As someone who has been on a steady diet for the last 5 years without the pesky side effects of having to buy new ‘thin’ clothes, gain self esteem or attract a lover, I feel uniquely qualified to write this article. Below are 14 ways to spin your wheels, waste money on diet food and be starving all of the time without losing so much as an ounce!
1.) Make Sure Your Metabolism Slows to a Crawl
Starve yourself all day. Then, pig out on your roommate’s leftover Chinese food because at this point you’re as hungry as a werewolf on a full moon and have about as much control. Plus, you’ve obviously earned it.
Nothing too strenuous or you’ll just make yourself hungry. Billiards, Wii golf and beer pong all come to mind.
3) Shop at Health Food Stores
You’re definitely eating healthy because it’s from whole foods. Yes, you can have the pizza…it’s organic, stupid!
4) Eat Fruit
Or Fruit snacks, whatever.
5) Follow Four Different Diets at Once
If you feel like eating froyo, go ahead. That’s low cal. If you feel like eating steak, be your guest! It’s says in the Atkins diet that steak is not why you’re fat. Want a potato? A caveman would eat that. Cheese? French Women Don’t Get Fat!!!
6) Count Calories
Tally each thing you eat, but don’t actually write the numbers down. You can count it up at the end of the day, you’ll remember. Just leave it to your unbiased, computer-like brain.
7) Dine Out
Trust that the chef has your waistline in mind. He looks like a pretty good guy.

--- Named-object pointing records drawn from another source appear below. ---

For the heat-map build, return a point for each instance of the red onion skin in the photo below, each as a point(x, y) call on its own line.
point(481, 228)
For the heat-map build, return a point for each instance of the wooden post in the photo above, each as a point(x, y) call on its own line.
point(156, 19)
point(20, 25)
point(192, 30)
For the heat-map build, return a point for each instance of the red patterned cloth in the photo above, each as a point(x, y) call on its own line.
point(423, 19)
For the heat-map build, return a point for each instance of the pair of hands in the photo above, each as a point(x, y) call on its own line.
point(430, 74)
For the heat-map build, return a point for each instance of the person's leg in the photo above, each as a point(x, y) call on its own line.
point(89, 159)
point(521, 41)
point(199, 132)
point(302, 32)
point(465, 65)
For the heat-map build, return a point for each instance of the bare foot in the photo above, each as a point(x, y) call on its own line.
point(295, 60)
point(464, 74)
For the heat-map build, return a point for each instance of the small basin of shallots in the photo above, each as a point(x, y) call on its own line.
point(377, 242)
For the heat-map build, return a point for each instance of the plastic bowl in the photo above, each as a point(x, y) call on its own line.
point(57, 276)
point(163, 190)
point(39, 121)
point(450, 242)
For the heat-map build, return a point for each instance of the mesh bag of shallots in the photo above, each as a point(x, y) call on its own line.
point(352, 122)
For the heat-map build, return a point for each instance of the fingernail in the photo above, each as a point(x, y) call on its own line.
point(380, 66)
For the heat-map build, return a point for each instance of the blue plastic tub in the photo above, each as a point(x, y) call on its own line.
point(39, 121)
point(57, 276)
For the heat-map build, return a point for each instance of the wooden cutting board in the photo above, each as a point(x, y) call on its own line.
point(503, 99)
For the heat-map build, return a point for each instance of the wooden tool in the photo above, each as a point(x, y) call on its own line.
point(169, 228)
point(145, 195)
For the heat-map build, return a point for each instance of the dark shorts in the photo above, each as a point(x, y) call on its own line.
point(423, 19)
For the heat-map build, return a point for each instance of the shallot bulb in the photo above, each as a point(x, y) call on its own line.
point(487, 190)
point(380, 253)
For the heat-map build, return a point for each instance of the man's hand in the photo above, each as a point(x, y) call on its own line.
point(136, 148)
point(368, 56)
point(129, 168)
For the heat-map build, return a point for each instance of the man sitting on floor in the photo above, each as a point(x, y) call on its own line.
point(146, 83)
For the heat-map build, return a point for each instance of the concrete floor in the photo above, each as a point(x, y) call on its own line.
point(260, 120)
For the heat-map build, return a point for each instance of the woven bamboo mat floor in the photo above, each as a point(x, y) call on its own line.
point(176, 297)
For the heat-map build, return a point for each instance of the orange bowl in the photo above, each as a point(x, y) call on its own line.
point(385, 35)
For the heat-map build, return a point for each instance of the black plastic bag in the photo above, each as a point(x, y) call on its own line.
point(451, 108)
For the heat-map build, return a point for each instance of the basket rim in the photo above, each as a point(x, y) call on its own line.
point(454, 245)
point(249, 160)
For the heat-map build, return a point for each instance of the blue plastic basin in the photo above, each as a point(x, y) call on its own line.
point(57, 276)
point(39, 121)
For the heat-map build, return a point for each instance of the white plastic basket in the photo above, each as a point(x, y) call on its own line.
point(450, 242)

Just smoking makes you lose weight. Plus, you look cool doing it.
9) Split Your Cheat Day Into Individual Meals
Some diets allow a ‘cheat day’; instead of wasting all that pleasure on one day, have one cheat meal a day, four days a week (I eat four meals a day.) This will make dieting much more bearable so you won’t be as prone to binging.
10) Screw Up Early in the Day, Give Up
Once you’ve had a snickers bar for breakfast, the whole day is a crapshoot. You might as well eat whatever you want today, and try again tomorrow. Consider this your cheat day.
11) Avoid Vegetables
You don’t want to hate your diet, so why eat things you don’t love? That’s not sustainable.
Sex burns calories, even if you just lay there like a lump on a log. Team sports count, right?
13) Jamba Juice
‘Nuff said. Enjoy that peanut butter chocolate shake (with wheatgrass.)
14) The Half Bottle of Chardonnay Doesn’t Count
You’ve had a rough day of dieting; you deserve a drink(s). Plus, there aren’t any calories in wine, if there were they’d have to print it on the bottle. It’s the law.
If by some terrible chance you DO end up losing weight, fear not! Repeat steps 1-14 and fear not! You’ll gain it back.